Duoandikoetxea's Fourier Analysis, on page 59 (Corollary 3.7) says that:
\begin{equation} \lim_{R \rightarrow \infty}\big\|S_{R}\,f - f\big\|_{p} = 0 \end{equation}
for $1<p<\infty$, where $S_{R}\,f \:$ is such that $\widehat{S_{R}\,f}\left(y\right)$ = $\chi_{(-R,R)}\left(y\right) \,\hat{f}(y)$. He also proves that there is a constant $C_{p}$ such that $||\,S_{R}\,f\,||_{p} \le C_{p}\|\,f\|_{p}$, and that this $C_{p}$ doesn't depend on $R$.
After that he says that this is not true when $p=1$, but he doesn't give a counterexample. What function would contradict this when $p=1$?
Another thing, he obtains the limit above as a consequence of $\|\,S_{R}\,f\,\|_{p} \leq C_{p}\,\|f\|_{p}$. I can prove the limit above for all $f \in L^{p}$ if I know that it is valid for a dense subset, let's say, $S(\mathbb{R})$ (Schwartz class) or $C^{\infty}_{c}$ by approximating $f$ using such functions. How do I prove the limit above for $f$ in any of these spaces?
Suppose we have that $\|S_R f\|_{p}\le C_p\|f\|_{p}$ for some constant $C_p >0$, $p\in (0,\infty)$. Since Schwartz functions are dense in $L^p$, for every $\varepsilon >0$, there exists $g\in\mathcal{S}$ such that $\|f-g\|_{p}<\varepsilon$.

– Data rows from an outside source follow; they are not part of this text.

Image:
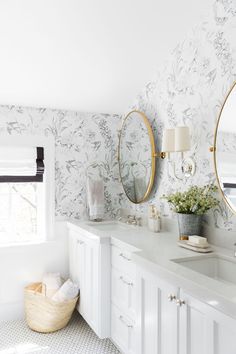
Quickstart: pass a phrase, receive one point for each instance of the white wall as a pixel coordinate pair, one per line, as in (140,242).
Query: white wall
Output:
(21,265)
(87,55)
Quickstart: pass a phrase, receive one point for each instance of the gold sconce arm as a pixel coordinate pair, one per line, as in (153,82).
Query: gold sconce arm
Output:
(161,155)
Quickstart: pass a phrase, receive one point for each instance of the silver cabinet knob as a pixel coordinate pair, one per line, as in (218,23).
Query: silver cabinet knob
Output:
(171,297)
(124,257)
(180,302)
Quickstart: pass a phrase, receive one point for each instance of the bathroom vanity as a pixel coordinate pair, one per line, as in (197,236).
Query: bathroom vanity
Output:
(151,296)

\begin{align} \|S_R f-f\|_{p} & \le\|S_R f-S_R g\|_{p}+\|S_R g-g\|_{p}+\|g-f\|_{p}\\ & \le (1+C_p)\|f-g\|_{p}+\|S_R g-g\|_{p} \end{align} Also, \begin{align} g(x) & =\lim_{R\rightarrow\infty}\int_{|\xi|<R} \hat g(\xi)e^{2\pi ix\xi}d\xi\\ & =\lim_{R\rightarrow\infty} S_R g \end{align}
So for $\varepsilon >0$ as above, there exists a $\tilde R>0$ such that $|S_R g-g|<\varepsilon$ for all $R>\tilde R$. Thus, for all $R>\tilde R$, $\|S_R f-f\|_{p}<C\varepsilon$. But $\varepsilon$ is arbitary.